Getting more women into the workplace has been flagged up as a pressing issue by the Scottish Government.
According to first minister Alex Salmond, unemployment in Scotland recently fell by the biggest amount in more than a year. This, he said, means the employment rate in the country is above the UK average.
However, he insisted more still needs to be done, as many females in particular have not "shared in that job success".
Mr Salmond has therefore confirmed the first ever Women's Employment Summit will be staged in Scotland before the end of 2012.
This showcase of jobs and careers for women will involve public and private sector organisations, while voluntary groups will also take part.
The announcement has been hailed by Christina McKelvie of the Scottish National Party, who said female employment is a "serious issue" right now.
"Women have a lot to offer our economy and we must do everything we can to ensure we utilise these talents and abilities," she commented.
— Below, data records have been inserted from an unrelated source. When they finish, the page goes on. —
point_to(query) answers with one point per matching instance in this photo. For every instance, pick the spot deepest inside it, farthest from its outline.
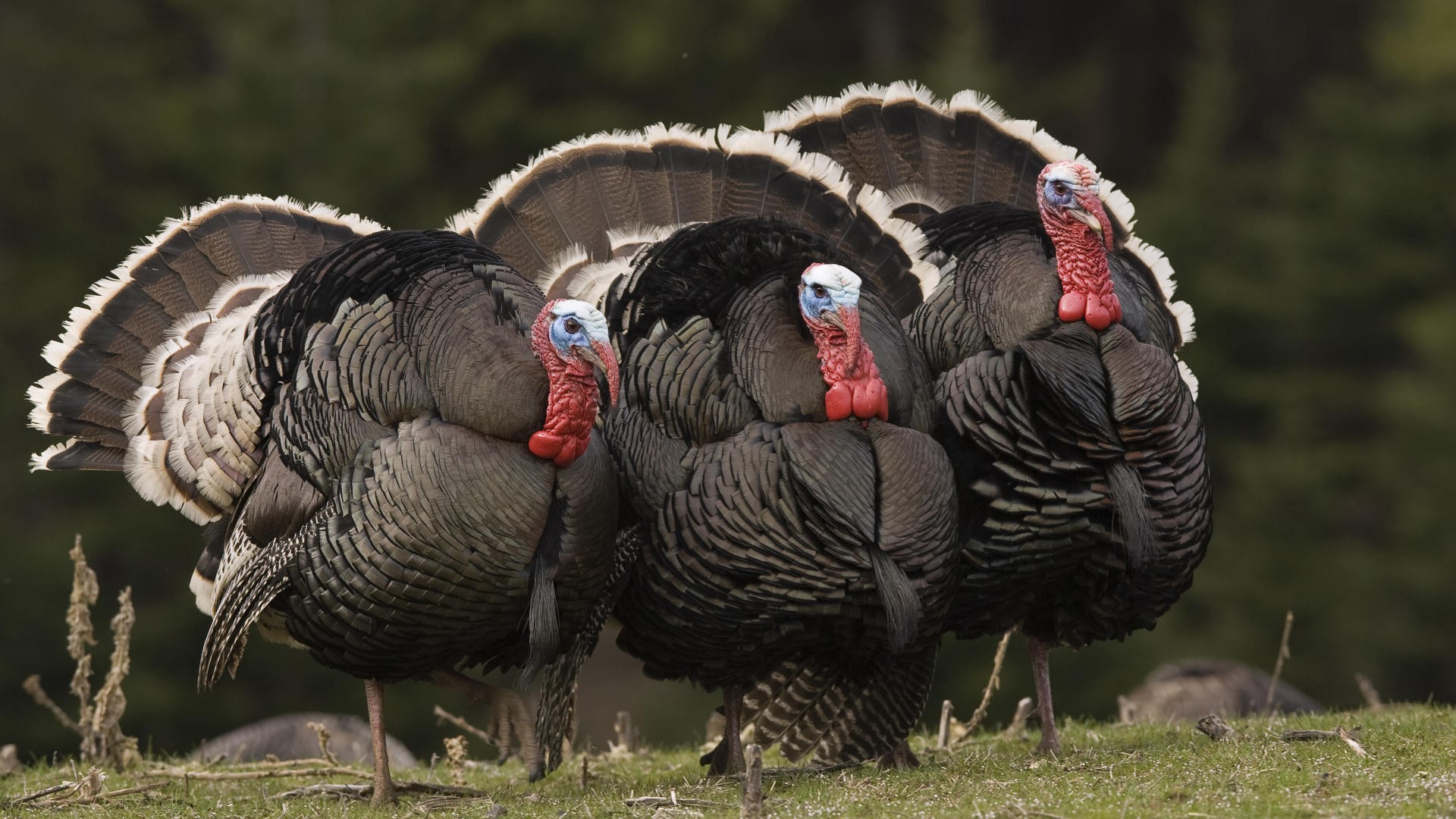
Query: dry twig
(322, 730)
(1279, 664)
(98, 720)
(1018, 720)
(1369, 692)
(990, 686)
(1348, 738)
(465, 726)
(752, 783)
(943, 739)
(1216, 729)
(455, 758)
Ms McKelvie insisted that getting more females into employment is critical both for households around the country and the wider economy.
"Women's progress in the workplace needs to be nurtured and I believe this summit is a strong step in doing that," she stated.
Mr Salmond also insisted that the skills and experience of women should not be under-utilised, particularly at a time when Scotland is going through "tough economic times".
The first minister said the Women's Employment Summit will be an important step towards creating more jobs for females and helping them find suitable positions.
Trade union STUC will work with the Scottish Government in delivering the summit, as the number of women out of work north of the border is one of its main concerns at the moment.
General secretary Grahame Smith said his organisation is looking forward to working "constructively" with the Holyrood administration on the issue during the next few months.
Mr Salmond identified jobs as the main priority of the Scottish Government and said this is a value it shares with STUC. He added that policymakers have already begun working with the union on issues such as getting more women into the manufacturing industry.